In 2016, a record number of foreign direct investments (FDI) has been achieved in Europe, according to a recent report by the EY (formerly Ernst & Young) consulting company.For the first time since 2008 Poland is among the top five most popular European destinations for foreign investors.
In the past year, 5845 new projects have been registered on the Old Continent, an increase by 15% yoy. These investments amount to at least 259.5 thousand jobs – that’s an increase of 19%.
Three of the most popular investment destinations were: Great Britain, Germany and France, where more than half (51%) of new projects were located.
Growth leaders in terms of FDI numbers are Sweden, Italy and the Czech Republic. In these countries, there were respectively 76%, 62% and 57% more new projects. In turn, only three of the European Top 20 countries – Netherlands, Belgium and Switzerland – had less foreign investment than a year earlier.
Europe, and especially Central and Eastern Europe, has seen a strong increase in the number of new jobs created in connection with the announced FDI. That part of the continent is responsible for more than half (52%) of all new jobs related to investment projects in 2016.
The record holders are Ukraine (435%) and Moldova (220% increase). However, when it comes to absolute numbers, the United Kingdom is the leader. In spite of the imminent vision of the Brexit, in the UK, 43,000 new workplaces are expected. However, it is worth noting that this result is only 2 percent better than in 2015. This is by far the slowest growth rate among the countries of the first ten.

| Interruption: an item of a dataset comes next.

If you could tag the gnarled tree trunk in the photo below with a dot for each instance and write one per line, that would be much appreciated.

The second place across Europe belongs to Poland, where the new FDI will create 22 thousand workplaces (up 12% yoy). There were also Germany, Romania, France, Serbia and Russia among the countries in which more than 15,000 jobs would be created.
Every fifth new project in Europe was generated in 2016 by investors from the United States or Canada. It was the North American companies that turned out to be the biggest foreign investors (outside Europe) on our continent, involved in 1310 projects (22% of the total) in the previous year.

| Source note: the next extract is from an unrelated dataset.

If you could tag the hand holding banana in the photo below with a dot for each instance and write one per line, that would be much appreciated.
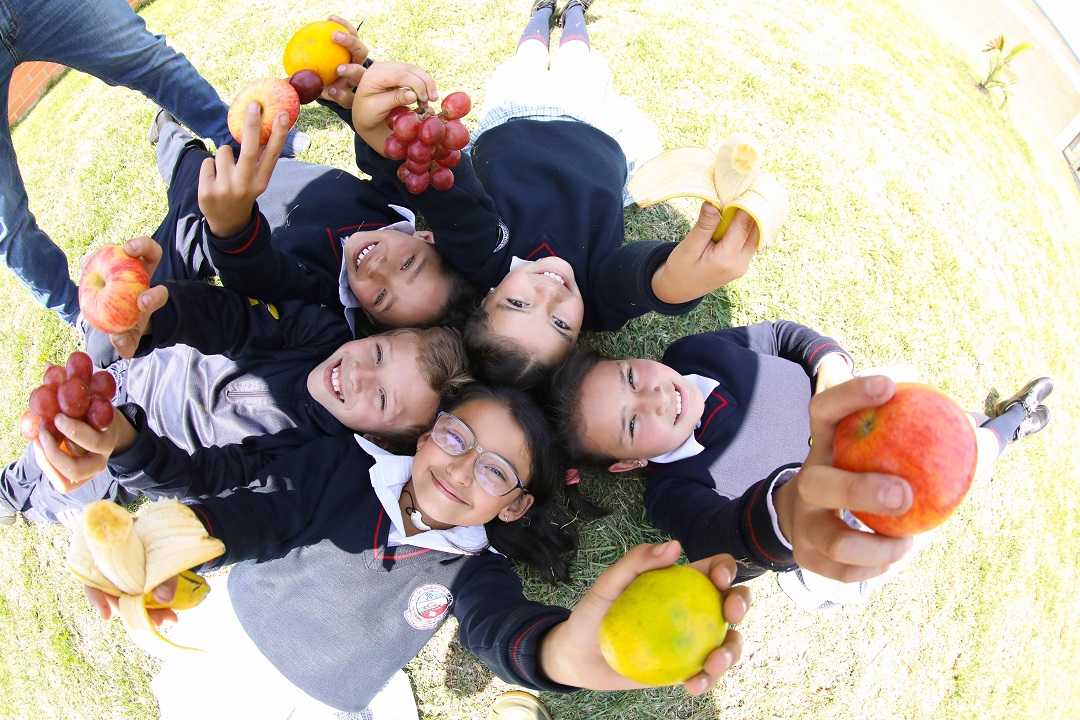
(127, 558)
(729, 179)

However, the title of the biggest investor belongs to European companies. As many as 3272 new projects (56% of the total) recorded in 2016 were related to intra-community direct investment, with more than 138 thousand of new jobs.
By analysing individual countries, Germany (651 projects), France (346), Great Britain (335), Switzerland (289) and Italy (187) invested the most outside their own countries.
The third foreign investor in Europe last year turned out to be China, which increased its business involvement by a quarter. Chinese companies announced 297 projects on our continent with 7919 jobs. It is worth noting that two thirds of the Chinese companies’ projects involved investing in sales and marketing.
Poland’s investment attractiveness
The EY report confirms Poland’s strong position on the investment map of Europe, not just the region. In 2016, 256 new FDI projects were announced in the country. That’s an increase of 21%, from 211 projects a year earlier. At least 22,000 new workplaces will be acreated thanks to these investments (an increase of 12% from 19 651 in 2015). In both categories Poland has proven to be the undisputed leader of Central and Eastern Europe.